In Topic: [D3D12] Command list submission ordering

26 May 2016 - 11:59 AM

Great, that's what I expected. I feel like a lot of documents assume you know that and gloss over it.


On that note, when building a task graph, it seems like it's wise to statically bake out your high level render passes on your queue submission thread, batch up all the command lists in those passes (e.g. wait until all your Z-prepass lists come in, for instance), and then submit in dependency sorted order (wait to submit g-buffer until z-prepass group has been submitted).

In Topic: Descriptor binding: DX12 and Vulkan

25 May 2016 - 05:39 PM

I've been thinking more about this, and I've come to realize some things.


I did some investigation into how some real workloads are handling the root signature. I found that a vast majority of what I saw have a structure similar to this:


DX12 style binding slots:


For bucketed scene draws:


0: Some push constants

1: per draw constant buffer

2: per pass constant buffer

3: per material constant buffer

4: A list of SRVs


For various post processing jobs:


0+ constant buffers

simple table of UAVs

simple table of SRVs


I didn't find any use cases where different regions of the same descriptor table were used for different stuff... for the most part is seems a simple list of SRVs / UAVs is enough.


I also realized that Vulkan has the strong notion of a render pass, and that UAVs could be factored into render passes as outputs (which are then transitioned to SRVs).
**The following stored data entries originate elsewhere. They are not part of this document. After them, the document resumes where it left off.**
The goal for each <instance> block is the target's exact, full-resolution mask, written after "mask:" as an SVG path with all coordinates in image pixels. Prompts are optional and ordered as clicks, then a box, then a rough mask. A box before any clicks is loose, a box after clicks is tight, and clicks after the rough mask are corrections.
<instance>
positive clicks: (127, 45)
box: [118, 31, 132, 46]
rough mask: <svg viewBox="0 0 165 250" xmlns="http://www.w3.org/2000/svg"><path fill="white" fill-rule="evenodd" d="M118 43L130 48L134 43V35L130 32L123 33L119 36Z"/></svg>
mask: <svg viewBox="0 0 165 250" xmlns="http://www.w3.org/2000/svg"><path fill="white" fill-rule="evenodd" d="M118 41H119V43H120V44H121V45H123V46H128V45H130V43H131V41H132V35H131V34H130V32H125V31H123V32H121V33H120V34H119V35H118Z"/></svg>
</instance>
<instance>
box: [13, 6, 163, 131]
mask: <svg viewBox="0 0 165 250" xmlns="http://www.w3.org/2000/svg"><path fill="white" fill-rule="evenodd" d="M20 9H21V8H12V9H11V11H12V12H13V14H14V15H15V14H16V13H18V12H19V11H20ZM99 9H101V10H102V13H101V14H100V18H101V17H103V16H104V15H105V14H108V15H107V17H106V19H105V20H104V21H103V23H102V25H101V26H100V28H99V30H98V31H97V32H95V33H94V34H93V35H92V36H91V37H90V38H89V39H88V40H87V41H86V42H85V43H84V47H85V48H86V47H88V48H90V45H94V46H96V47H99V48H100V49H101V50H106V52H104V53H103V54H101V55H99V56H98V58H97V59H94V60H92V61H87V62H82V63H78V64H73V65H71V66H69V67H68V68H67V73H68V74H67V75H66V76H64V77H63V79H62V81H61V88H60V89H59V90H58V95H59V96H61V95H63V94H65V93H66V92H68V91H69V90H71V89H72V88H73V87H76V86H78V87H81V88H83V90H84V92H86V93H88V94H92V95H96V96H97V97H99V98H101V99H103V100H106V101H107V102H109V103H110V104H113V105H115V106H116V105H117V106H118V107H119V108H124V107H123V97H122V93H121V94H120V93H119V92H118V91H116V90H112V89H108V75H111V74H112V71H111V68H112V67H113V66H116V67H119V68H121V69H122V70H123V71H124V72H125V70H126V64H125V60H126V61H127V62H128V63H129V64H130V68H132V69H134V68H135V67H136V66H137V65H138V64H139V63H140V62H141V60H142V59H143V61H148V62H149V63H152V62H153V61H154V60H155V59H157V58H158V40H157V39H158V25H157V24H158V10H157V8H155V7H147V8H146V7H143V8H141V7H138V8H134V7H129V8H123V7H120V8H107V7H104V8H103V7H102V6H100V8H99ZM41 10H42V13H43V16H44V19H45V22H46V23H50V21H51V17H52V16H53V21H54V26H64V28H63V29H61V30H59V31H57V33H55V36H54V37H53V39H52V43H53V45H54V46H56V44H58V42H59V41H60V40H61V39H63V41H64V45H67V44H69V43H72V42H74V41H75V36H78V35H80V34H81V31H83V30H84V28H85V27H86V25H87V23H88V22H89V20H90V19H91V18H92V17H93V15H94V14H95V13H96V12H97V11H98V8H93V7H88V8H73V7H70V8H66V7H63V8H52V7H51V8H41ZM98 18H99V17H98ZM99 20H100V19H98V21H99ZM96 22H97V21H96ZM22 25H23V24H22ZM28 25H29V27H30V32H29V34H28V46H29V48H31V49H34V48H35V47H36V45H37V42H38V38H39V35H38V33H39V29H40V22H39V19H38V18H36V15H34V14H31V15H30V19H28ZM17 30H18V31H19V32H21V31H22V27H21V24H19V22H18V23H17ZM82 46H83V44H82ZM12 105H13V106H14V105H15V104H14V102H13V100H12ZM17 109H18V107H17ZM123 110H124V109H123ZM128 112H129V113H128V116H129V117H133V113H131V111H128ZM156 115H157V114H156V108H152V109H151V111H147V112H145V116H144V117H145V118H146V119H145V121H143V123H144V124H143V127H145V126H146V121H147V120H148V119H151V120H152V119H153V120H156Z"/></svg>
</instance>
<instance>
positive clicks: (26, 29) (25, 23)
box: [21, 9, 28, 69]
To me, it seems like having constant buffer binding slots, a way to bind a list of SRVs to the draw call, and a way to bind a list of UAVs to a render pass is enough to support most scenarios.


With regards to list allocation, it seems like descriptor layouts are going to be bounded by the application. Like you said, Witek902, you could just create a free list pool for descriptors and orphan them on update into a recycle queue. Static descriptor sets just get allocated once and held.


For DX12, you could model that same technique by allocating fixed size pieces out of a descriptor heap, or use some sort of buddy allocator. With the descriptor heap approach it becomes a bit weirder because it seems the ideal use case scenario is to keep the same heap bound for the whole frame.


I also read in Gpu Fast Paths that using dynamic constant buffers eats up 4 registers of the USER-DATA memory devoted to the pipeline layout. Apparently using a push constant to offset into a big table is more performant (I'm not sure how portable this is to platforms like mobile). 


Anyway, just some thoughts.

In Topic: D3D12 / Vulkan Synchronization Primitives

26 April 2016 - 09:54 PM

Don't you have the option of using one fence per frame on both API's? (i.e. just fence the final vkSumbit for a frame)


I believe nVidia explicitly calls out that you should avoid batch submitting your entire frame at the very end. I believe the idea to keep the hardware busy with ~5 vkSubmit / ExecuteCommandList calls per frame?


That said, I guess there are several ways you can pipeline your frame.